Cara Boccieri, Founder of Akamae
MB: What are the biggest hurdles that exist for displaced people who are trying to find employment?
(CB): These can differ greatly depending on the location and the region’s subsequent policies. For example, in Thailand it is not legal for displaced people to be employed. In Sweden the challenges are different – language, lack of a network and non-recognition of qualifications make it difficult to find employment.
However, at the end of the day there is one major hurdle which most displaced persons, no matter where they are in the world, will face: the lens with which they will be seen. They will be viewed as a “burden to be shared”, a “dependent” person requiring “help” and “integration.”
It is only by changing this lens and seeing everyone as truly valuable that we can begin to understand that these people are a worthy addition to our workforce; people whose insights and experiences we truly need.
Workers creating designs
MB: What are some of the myths and negative stereotypes that exist around hiring refugees, and what can we do to dispel them?
(CB): I believe the myths and stereotypes that exist all stem from the above mentioned ‘lens.’ The general discourse is that we are doing someone a favour by hiring them, because it is believed that they are a burden. It comes from a place of pity instead of one of worthiness.
To dispel these myths, we can look to positive examples of how diversity serves companies as well as examples of successful entrepreneurs. Having a different perspective, whether cultural, linguistic or experiential is undeniably valuable in our global society.
We need to acknowledge this and change the narrative. A simple example is one of a pharmacist arriving from Ukraine. Our current narrative and subsequent policies require that this person go back to school and obtain new degrees in the new country, as well as speak the new language. I would argue that this person is already extremely valuable in that they are not the only Ukrainian arriving to this new country. There are hundreds of thousands of other Ukrainians arriving who speak the language and are accustomed to how pharmacies work in Ukraine. I would argue that having the Ukrainian pharmacist on staff (and simultaneously learning a new language and policies) in order to serve the Ukrainian customers is valuable.
Another example is my own work. I don’t think that you should buy from my fashion brands out of a sense of pity. We are offering items handmade with lifelong skills which have been used for millennia. These products are of high quality and design. We are filling a need for customers (both B2B and B2C) who desire these products made with ethics and sustainability in mind.
Workers working on metal parts of garments
MB: What is the best way for companies to access and hire from refugee communities?

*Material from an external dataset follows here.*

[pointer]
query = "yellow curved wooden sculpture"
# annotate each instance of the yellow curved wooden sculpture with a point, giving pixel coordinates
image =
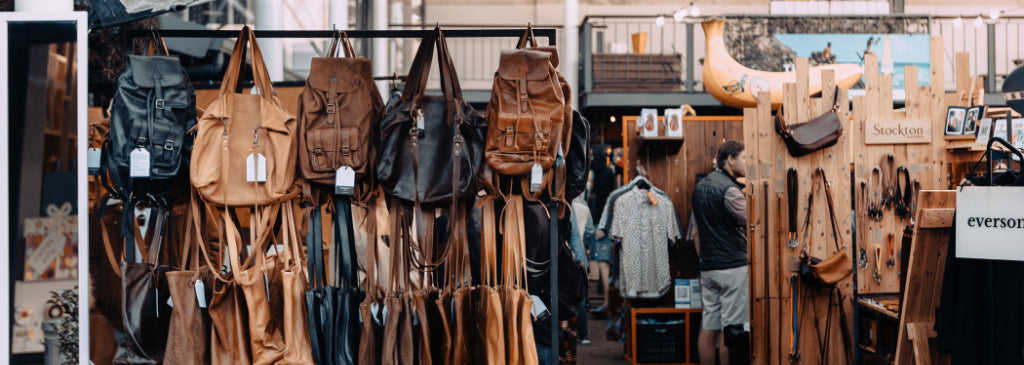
(736, 85)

(CB): Communication and connection is never to be underestimated. You have to get out of your typical network. Get in touch with your local job placement centres, organisations and migration institutions. Find out how they are going about receiving new arrivals and placing them in jobs. Often the case is that certain questions (which might relate to your work) are not being asked during refugee intake or job placement interviews.

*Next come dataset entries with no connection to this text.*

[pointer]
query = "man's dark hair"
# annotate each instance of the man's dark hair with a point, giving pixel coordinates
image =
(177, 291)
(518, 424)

For example, I work with women with amazing handcraft skills. I found out that at job placement interviews the women were asked about previous work experience, however not about their ‘domestic’ skills (e.g. sewing, knitting, cooking, etc.). A small shift in the questionnaire can make a huge difference to how we understand and value someone’s experiences and skills.
Team photo at Akamae
MB: What is your advice to employers who want to hire displaced people, and what kind of systems should they put in place for an effective integration?

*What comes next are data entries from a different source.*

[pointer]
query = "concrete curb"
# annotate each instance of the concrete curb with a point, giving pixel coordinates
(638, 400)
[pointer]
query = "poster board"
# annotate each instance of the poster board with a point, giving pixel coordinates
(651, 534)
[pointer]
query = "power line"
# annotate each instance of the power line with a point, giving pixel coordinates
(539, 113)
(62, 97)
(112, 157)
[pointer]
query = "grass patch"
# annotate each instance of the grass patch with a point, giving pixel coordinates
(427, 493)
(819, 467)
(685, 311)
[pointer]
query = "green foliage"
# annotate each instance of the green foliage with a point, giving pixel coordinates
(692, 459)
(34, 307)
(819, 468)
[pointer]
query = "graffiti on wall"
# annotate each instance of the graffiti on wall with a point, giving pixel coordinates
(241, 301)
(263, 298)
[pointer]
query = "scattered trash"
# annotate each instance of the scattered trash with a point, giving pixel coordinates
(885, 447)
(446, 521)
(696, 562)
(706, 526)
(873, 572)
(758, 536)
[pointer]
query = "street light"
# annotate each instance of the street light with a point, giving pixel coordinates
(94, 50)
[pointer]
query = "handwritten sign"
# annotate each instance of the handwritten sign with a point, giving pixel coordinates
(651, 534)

(CB): I would love to see this happen from a ‘co-creation’ perspective. I don’t want to see the board sitting in a room and deciding what ‘integration’ looks like for any new hire. I would like to see a new employee participate in the conversation. What does ‘integration’ mean and look like to them? How would they like to measure their goals? What impact would they like to have on the company? What experiences (beyond the skills that they were hired for) do they have which might contribute to an innovative workspace (e.g. languages)? Again, connection, communication and co-creation is never to be undervalued.